NEWS | November 19, 2009

Re-enrollment for health care ends Sunday

| Editor In Chief

Ithaca College employees have three more days to re-enroll and choose their health care benefits package for the upcoming year.

Full-time employees who buy into the college’s health insurance, Aetna, will have two different options to choose from: the High Deductible Health Plan and the Open Access POS II Plan. Though there was no increase in premiums, deductibles and co-pays for nongeneric prescriptions were raised.

Mark Coldren, associate vice president of the human resources department, said the college’s goal was not to increase premiums that employees would have to pay, especially since salary raises were not given this year.

He said by adjusting the deductibles and the co-pays for prescriptions, the premiums were able to remain the same and even drop slightly in the High Deductible plan.

In the Open Access plan, deductibles for an individual plan were raised from $100 to $150, and deductibles for the family plan were raised from $300 to $450. For the High Deductible plan, the deductible for employee-only coverage is $1,250 and $2,500 for employee and dependent coverage.

Coldren said to make the High Deductible plan more attractive the college will be contributing to a Health Savings Account that will roll over from year to year. The college will contribute $1,000 for an employee plan and $1,500 for employee and dependent coverage. This means an individual with the High Deductible plan will only have to pay $250 to meet the deductible — the rest will come from the college’s contribution, Coldren said.

Cheryl Freer, director of employee benefits and work life, said the deductible is waived for any services that are considered to be preventive in nature.

But she said the member would have to meet the deductible for anything that does not meet the preventative threshold before the plan started to pay anything.

Coldren said the co-pay for prescriptions changed from $10/$15/$20 last year to $10/$30/$50. He said the college’s goal is to have more people use generic when it is appropriate and available.

In the re-enrollment pamphlet given to employees to help them make their decision, the college points out that the current percentage split in benefits — 83 percent from the college and 17 percent from the employee — is “not a sustainable strategy” and that beginning next year it will be “necessary” to adjust the college’s subsidy level.

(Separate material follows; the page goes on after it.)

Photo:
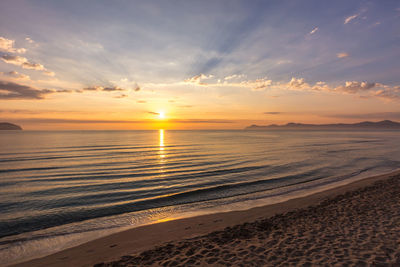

Coldren said he didn’t know yet what the changes in the college’s subsidy will be.

Ellen Diffenderfer, manager of facilities and portable equipment in the Roy H. Park School of Communications, said it is good that the premiums are not going up, but the changes in deductibles will be difficult.

“It’s one thing to raise your deductible and decrease what the college is going to contribute to us buying our insurance, but to do it at the same time you’re not going to give your staff and faculty pay increases is a double whammy,” she said.